New Delhi, Mar 4: The Supreme Court on Wednesday revoked the ban of cryptocurrency imposed by the Reserve Bank of India (RBI) in 2018.

Pronouncing the verdict, the three-judge bench of the apex court said the ban was 'disproportionate'.

The bench included Justice Rohinton Fali Nariman, Justice S Ravindra Bhat and Justice V Ramasubramanian.

The Internet and Mobile Association of India (IAMAI), whose members include cryptocurrency exchanges, and others had approached the top court objecting to a 2018 RBI circular directing regulated entities to not deal with cryptocurrencies.

Advocate Ashim Sood, appearing for IAMI, submitted that Reserve Bank of India lacked jurisdiction to forbid dealings in cryptocurrencies.

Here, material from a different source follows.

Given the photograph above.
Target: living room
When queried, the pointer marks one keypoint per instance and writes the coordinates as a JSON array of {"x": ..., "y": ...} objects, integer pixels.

The blanket ban was based on an erroneous understanding that it was impossible to regulate cryptocurrencies, Sood submitted.

The petitioners had argued that the RBI's circular taking cryptocurrencies out of the banking channels would deplete the ability of law enforcement agencies to regulate illegal activities in the industry.

IAMAI had claimed the move of RBI had effectively banned legitimate business activity via the virtual currencies (VCs).

The RBI on April 6, 2018, had issued the circular that barred RBI-regulated entities from "providing any service in relation to virtual currencies, including those of transfer or receipt of money in accounts relating to the purchase or sale of virtual currencies".